Ничего подобного Ливадов не увидел, а ведь несколько раз слышал из уст конвоиров слово «Brazil». Они же о Бразилии говорили? Название южноамериканской страны отчетливо угадывалась в их разговоре, даже если не понимаешь языка, на котором те общались; как, например, не понимал Андрей. Но упоминали же Бразилию солдаты и их офицер!
У каждого из них на правом плече имелась нашивка в виде трех букв «USA» и звездно-полосатого флага. Поверх камуфлированных под саванну комков надеты разгрузки, вооружены бойцы штурмовыми винтовками. На глазах очки с оранжевыми стеклами, наверное, пластиковыми; у всех кепки. Высокие берцы в тон камуфлированной форме.
Восемь пехотинцев и офицер конвоировали почти четыре десятка пленников – работяг в полосатых робах, в числе которых был и Андрей, а также пятерых бывших бойцов в черных комках с нашивкой в виде белого щита с черным крестом. Рабы и их надзиратели из разгромленного этой ночью городка подле нефтеперерабатывающего завода. Ливадов называл вояк в черной форме «тевтонцами».
Во время атаки на городок Андрей смог завладеть оружием и попытался выскользнуть за периметр боя, однако снова оказался в плену. Городок атаковали наемники из военной компании «Белая голова» – Ливадов хорошо запомнил их эмблему. Они охраняли вокзал в мертвом Ярославле, а потом сопровождали поезд, что увез из города Андрея и его тогдашнего хозяина Рамиреса.

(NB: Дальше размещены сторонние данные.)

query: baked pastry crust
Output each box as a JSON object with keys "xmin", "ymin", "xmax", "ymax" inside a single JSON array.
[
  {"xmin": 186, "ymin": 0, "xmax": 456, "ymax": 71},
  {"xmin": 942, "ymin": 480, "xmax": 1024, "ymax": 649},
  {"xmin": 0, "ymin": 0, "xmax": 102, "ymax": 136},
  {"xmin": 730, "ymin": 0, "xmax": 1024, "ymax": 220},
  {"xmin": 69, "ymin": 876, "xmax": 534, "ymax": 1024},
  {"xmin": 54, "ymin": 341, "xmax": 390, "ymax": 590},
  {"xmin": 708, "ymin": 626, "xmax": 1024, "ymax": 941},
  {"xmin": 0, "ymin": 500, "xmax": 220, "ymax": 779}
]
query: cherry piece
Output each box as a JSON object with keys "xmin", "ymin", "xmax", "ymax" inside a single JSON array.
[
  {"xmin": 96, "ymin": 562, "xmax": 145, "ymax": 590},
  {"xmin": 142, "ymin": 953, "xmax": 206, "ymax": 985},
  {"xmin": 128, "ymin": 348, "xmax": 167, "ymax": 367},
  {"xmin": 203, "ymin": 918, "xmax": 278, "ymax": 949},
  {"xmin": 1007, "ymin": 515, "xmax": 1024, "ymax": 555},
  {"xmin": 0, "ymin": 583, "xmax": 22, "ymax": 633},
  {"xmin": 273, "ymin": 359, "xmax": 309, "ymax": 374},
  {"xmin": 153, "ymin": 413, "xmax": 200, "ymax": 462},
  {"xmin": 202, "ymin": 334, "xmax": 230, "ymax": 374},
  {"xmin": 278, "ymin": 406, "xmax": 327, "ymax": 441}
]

На поезд напали. Под составом подорвался фугас, вагоны сошли с рельсов, начался бой, но сопротивление бойцов «Белой головы» быстро и умело подавили. Нападавшие разделили выживших пассажиров на две части – свободных граждан расстреляли, чтобы не оставлять свидетелей, а их рабов перевезли в городок при нефтеперерабатывающем комплексе, где на всех натянули черно-белые полосатые робы. На третий день в прекрасном новом мире судьба избавила Андрея от прежнего хозяина и его ошейника, чтобы сделать собственностью безликой и бездушной компании, чьи бойцы охраняли поселок, завод, а также уничтожили поезд.
Три дня… А как будто минула целая жизнь! Ну или половина жизни. Какими же долгими оказались эти три дня…
Ответ «Белой головы» вышел быстрым – удар был нанесен в первую же ночь после уничтожения поезда. Ливадов не думал, что окажется пешкой – даже не солдатом, а рабом – в войне двух компаний. Однако проснулся от грохота воздушной бомбардировки. Сбежал из барака, вооружился, но уйти из поселка не удалось. Лишился сознания, видно, вдохнул какой-то дряни, когда наткнулся на одного из нападавших, и очнулся уже утром в наручниках с мигающим зеленым светодиодом. Рядом с другими выжившими после разгрома городка и уничтожения завода. Под сотню их было, в основном рабы в полосатых одеждах и с десяток разоруженных «тевтонцев» – все без исключения в наручниках.
Оборону гарнизона сломили без шансов для защищающихся. Скорее всего, потому, что ответ «Белой головы» был сделан при поддержке настоящей армии. После пробуждения Андрей заметил среди наемников «Белой головы» медиков и офицера без брони, у которого на груди под именем и фамилией была надпись «USA», а рядом с ней – камуфлированный американский флаг. Офицер напевал знакомую песню и внимательно разглядывал пленников.
– You’re in the army now…
«Теперь ты в армии». Андрей помнил перевод этой строчки, для этого не требовалось знать английский язык. «Теперь ты в армии»… К чему офицер напевал эту песню? Для него она древняя, как дерьмо мамонта! Однако американец снова и снова повторял знакомые строки. Ливадову казалось очень важным понять, почему офицер не умолкает. Хотя какая разница-то?..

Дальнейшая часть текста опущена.